L’ottimo chitarrista Lee Harris, per esempio, ha la presenza fisica di Justin Peter Löwenbräu Griffin Senior, meglio conosciuto come Peter Griffin della sboccata serie animata dedicata alle disavventure della sua famiglia. Visto che giustamente “l’abito non fa il monaco” non è proprio il caso di fermarsi alle apparenze, visto che, come ha ricordato lo stesso Mason, va a lui il merito di aver fondato la band “Saurceful of Secrets” dopo aver suonato e fatto il manager nei Blockheads che furono di Ian Dury (Sex&Drugs&Rock’n’Roll) per una dozzina d’anni e “scusate se è poco”.

Gary James Kemp, l’altro splendido chitarrista, che invece il physique du role ce l’ha davvero tanto da essere stato membro degli Spandau Ballet di Tony Hadley e attore di una certa fama, non se la tira per niente, certo è simpatico e alla mano e, come tutti gli altri, s’impegna “semplicemente” nel proprio lavoro di far felice il pubblico riuscendovi meravigliosamente.

Non sono i cloni di nessuno come si vantano di essere molte band che suonano esattamente come i Pink Floyd imitando tutto precisamente con lo stesso sound di un album in particolare o di un intero tour, tutto uguale ma con lo spirito di quella musica magnifica “assassinato”.

Molto apprezzabile anche il fatto che nessuno dei musicisti si è “atteggiato” a rockstar, nemmeno quella autentica e inarrivabile dietro la batteria che poteva assolutamente permetterselo.

Nick Mason ha sempre avuto un atteggiamento bonario, si è preso gli applausi, ma ha ringraziato il pubblico con la mano sul cuore ricordando gli anni del Piper di Roma dove i Pink Floyd tennero il loro primo concerto italiano (19/04/1968), “Un’insolita location situata in una cantina, con una lunga scala per accedervi” come recita la loro pagina Facebook ufficiale.

Il batterista ha anche ricordato con affetto sincero, insieme a tutto il pubblico, gli amici che il tempo si è portato via, il diamante pazzo Syd Barrett e il gentelman delle tastiere Richard Wright.

Quello che ha conquistato tutto il pubblico, in verità già molto predisposto e giustamente adorante, è stata la lezione di umiltà e di grandissima professionalità che Mason e i suoi pards hanno impartito a tutti. Ce n’è tanto bisogno soprattutto nel panorama della musica italiana nel quale sembrano contare solamente le smargiassate di cafoni social con l’autotune che si credono David Bowie o il broncio e le “cose di fuori” di ragazzine che si atteggiano a Louise Veronica Ciccone, come dice il Poeta all’Inferno: “Vanità che par persona”.

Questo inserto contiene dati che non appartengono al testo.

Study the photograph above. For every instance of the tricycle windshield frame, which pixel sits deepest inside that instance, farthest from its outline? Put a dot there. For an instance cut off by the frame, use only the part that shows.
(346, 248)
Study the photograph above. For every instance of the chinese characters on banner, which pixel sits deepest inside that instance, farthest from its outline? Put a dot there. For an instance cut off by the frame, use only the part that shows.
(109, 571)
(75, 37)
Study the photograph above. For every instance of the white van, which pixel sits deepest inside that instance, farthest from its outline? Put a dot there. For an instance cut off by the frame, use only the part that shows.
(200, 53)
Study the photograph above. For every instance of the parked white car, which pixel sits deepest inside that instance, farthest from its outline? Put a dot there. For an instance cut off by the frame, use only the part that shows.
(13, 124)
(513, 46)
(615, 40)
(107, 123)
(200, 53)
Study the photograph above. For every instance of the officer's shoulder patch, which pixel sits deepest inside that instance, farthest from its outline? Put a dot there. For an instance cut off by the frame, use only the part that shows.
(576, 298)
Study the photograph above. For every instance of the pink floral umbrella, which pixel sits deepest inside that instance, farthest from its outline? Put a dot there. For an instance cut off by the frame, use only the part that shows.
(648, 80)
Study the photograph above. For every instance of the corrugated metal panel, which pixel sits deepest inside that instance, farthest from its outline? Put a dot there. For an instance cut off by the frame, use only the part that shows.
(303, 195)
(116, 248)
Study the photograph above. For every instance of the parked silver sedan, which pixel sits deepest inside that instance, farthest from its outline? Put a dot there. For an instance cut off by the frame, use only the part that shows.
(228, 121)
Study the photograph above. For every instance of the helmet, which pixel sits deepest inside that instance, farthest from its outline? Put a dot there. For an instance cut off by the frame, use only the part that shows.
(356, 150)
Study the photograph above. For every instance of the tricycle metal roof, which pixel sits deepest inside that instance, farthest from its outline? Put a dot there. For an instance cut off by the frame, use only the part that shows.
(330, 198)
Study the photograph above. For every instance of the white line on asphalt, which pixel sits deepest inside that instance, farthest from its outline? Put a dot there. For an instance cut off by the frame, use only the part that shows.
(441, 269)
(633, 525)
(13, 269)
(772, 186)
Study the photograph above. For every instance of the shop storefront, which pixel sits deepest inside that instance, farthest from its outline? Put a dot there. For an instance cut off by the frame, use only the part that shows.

Detto questo e si perdonerà lo sproloquio dell’anziano critico, è necessario sottolineare anche l’importanza di Nick Mason come produttore e come epigono di un sottogenere del rock progressivo, il Canterbury sound, che sarebbe stato molto diverso senza la sua opera di supporto e produzione.

In particolare, visto che, quando si parla generalmente dei Pink Floyd, passa in sottotraccia, si ricordi il suo rapporto con il grandissimo e sfortunato Robert Wyatt che fece germinare quel capolavoro assoluto della musica contemporanea che è “Rock Bottom” (1974) e nel fantastico live dello stesso anno che vide la partecipazione di molti tra gli epigoni di quella scena musicale, pubblicato con il titolo di “Theatre Royal Drury Lane 8th September 1974”.

Il concerto di Palmanova che, invece, può anche essere interpretato come un omaggio al Cappellaio matto Syd Barrett, si è chiuso con “Bike” una sua emozionante, allegra, stralunata canzone dedicata a Jenny Spires, sua musa e sua fiamma dei bei tempi perduti nei quali per sognare bastava una bicicletta con un cestino e un campanello che suona.

“I’ve got a bike, you can ride it if you like, it’s got a basket, a bell that rings, and things to make it look good, I’d give to you if I could, but I borrowed it”.